Correcting distortion in a monochromatic imaging spectrometer for application to elemental imaging by glow discharge-optical emission spectrometry

Abstract

A method to correct for instrumentally introduced image distortion in a monochromatic imaging spectrometer (MIS) was developed, evaluated and applied to surface elemental imaging in glow discharge-optical emission spectrometry. The method is based on fixed-spatial-frequency images, in which calibration points are localized to characterize the distortion at a given wavelength. In the MIS, a linear increase in image width with wavelength was found in the horizontal dimension, whereas no significant image distortion in the vertical dimension was observed. The ratio between the horizontal and vertical image widths was 18 ± 2% at 400 nm and 46 ± 2% at 750 nm. Correction of distorted images was performed computationally by means of bilinear interpolation. The geometric error, in terms of residuals of the interpolation, was calculated for every pixel in the reconstructed image (512 × 512 array) and typically found to be between 0.12 and 0.18 pixel. The developed method was applied to elemental imaging by glow discharge—optical emission spectrometry as a proof of principle.
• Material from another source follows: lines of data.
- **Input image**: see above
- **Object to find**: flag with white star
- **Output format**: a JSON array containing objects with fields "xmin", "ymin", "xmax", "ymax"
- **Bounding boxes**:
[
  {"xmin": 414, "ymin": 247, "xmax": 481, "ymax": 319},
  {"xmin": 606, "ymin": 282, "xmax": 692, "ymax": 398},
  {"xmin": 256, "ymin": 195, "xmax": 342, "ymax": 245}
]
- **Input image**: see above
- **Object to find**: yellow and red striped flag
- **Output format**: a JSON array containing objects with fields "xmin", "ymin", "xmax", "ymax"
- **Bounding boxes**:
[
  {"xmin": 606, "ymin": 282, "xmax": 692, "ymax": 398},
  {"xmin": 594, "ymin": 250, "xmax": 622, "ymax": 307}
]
A glow discharge cell suitable for large-format elemental imaging (7.29 cm-diameter sputtering area) was used for imaging of circular brass samples. Significant differences between vertical and horizontal emission profiles from distorted emission maps (e.g. Zn I 481.05 nm: 30% difference between vertical and horizontal FWHM) could be successfully corrected (4.8% difference after correction) by the method presented here.